Afflux massif de réfugiés dans une mission catholique

Côte d’Ivoire: Plus de 40 morts dans des massacres dans l’Ouest du pays

Abidjan, 2 juin 2005 (Apic) Près de 10’000 personnes ont trouvé refuge, dans la nuit de 31 au 1er juin 2005, à la mission catholique de Douékoué, à l’Ouest de la Côte-d’Ivoire, à la suite de massacres qui ont fait plus de 40 morts et une soixantaine de blessés.

Selon une religieuse de la paroisse, les gens arrivent par milliers. Un couvre-feu a été décrété dans la région et des renforts militaires ont été envoyés sur place. Des hommes armés non identifiés ont attaqué, dans la nuit de mardi à mercredi, deux villages de la région de Douékoué, Guitrozon et Petit Douékoué et tué une quarantaine de personnes.

« Nous avons vu plusieurs dizaines de cadavres, ainsi qu’une soixantaine de blessés que nous avons évacué à l’hôpital de Daloa, situé non loin de là », a déclaré à la BBC Kim Gordon-Bates, chargé de presse du Comité International de la Croix-Rouge (CICR) à Abidjan.
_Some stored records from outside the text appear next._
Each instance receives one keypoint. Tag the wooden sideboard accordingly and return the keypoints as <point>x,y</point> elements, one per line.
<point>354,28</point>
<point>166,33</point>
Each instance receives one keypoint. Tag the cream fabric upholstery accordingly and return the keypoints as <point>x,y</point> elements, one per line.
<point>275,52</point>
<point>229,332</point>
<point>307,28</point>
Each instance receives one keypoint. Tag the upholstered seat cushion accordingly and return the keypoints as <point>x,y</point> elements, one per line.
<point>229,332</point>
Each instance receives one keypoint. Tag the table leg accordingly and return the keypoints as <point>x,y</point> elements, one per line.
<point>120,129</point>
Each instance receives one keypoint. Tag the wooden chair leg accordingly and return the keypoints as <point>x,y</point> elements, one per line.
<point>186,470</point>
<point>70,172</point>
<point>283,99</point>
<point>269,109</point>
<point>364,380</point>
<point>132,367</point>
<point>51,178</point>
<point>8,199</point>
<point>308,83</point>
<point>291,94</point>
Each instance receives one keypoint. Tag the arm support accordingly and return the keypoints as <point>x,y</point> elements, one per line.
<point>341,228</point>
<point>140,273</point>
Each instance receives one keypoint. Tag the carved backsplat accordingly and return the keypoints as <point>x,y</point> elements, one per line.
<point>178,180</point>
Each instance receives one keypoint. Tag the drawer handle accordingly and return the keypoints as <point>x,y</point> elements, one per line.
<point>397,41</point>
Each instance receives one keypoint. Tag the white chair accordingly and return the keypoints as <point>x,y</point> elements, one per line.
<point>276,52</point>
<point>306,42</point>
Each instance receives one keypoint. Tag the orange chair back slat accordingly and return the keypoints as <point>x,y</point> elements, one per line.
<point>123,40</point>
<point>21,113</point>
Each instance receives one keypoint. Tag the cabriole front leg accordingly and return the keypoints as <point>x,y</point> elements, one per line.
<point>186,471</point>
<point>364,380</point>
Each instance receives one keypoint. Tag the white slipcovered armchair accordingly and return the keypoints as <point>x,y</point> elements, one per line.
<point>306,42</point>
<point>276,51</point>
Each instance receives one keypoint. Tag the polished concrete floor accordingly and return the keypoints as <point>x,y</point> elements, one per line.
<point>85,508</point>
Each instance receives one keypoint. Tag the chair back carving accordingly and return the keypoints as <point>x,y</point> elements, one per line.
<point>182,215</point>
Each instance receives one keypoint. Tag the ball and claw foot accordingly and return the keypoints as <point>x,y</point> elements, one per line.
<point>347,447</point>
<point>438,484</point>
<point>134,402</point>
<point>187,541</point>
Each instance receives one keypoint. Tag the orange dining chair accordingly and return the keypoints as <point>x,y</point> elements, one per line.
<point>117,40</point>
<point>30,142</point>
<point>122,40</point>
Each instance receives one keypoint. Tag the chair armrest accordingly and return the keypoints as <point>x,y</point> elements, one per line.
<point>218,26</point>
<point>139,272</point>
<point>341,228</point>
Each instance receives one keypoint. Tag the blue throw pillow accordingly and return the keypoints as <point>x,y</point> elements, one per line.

D’après Soeur Marie, une religieuse de la mission catholique de Douékoué, les réfugiés sont arrivés paniqués à la mission catholique. Les victimes ont été tuées par balles, brûlés vives, ou à coups de machettes ». Outre le CICR, l’Unicef, Médecins Sans Frontières, Save The Children, assistent les réfugiés, qui manquent de tout.

Représailles

Le maire de Douékoué et des autres habitants de la commune ont précisé que toutes les victimes sont des Guérés, une ethnie autochtone de la région. Il n’y a pas d’indications précises sur l’identité des hommes armés qui ont mené l’opération. Toutefois, un rescapé a indiqué que c’étaient des chasseurs traditionnels, originaires du nord du pays.

Ils ont réagi en représailles, après le meurtre de quatre personnes de l’ethnie Dioula, tués apparemment par des Guérés. Dioulas et Guérés s’opposent souvent pour le contrôle des terres, ce qui entraîne une cohabitation difficile entre les deux communautés. Le mois dernier, déjà, des affrontements ont eu lieu entre les deux ethnies, qui ont fait entre 30 et 60 morts.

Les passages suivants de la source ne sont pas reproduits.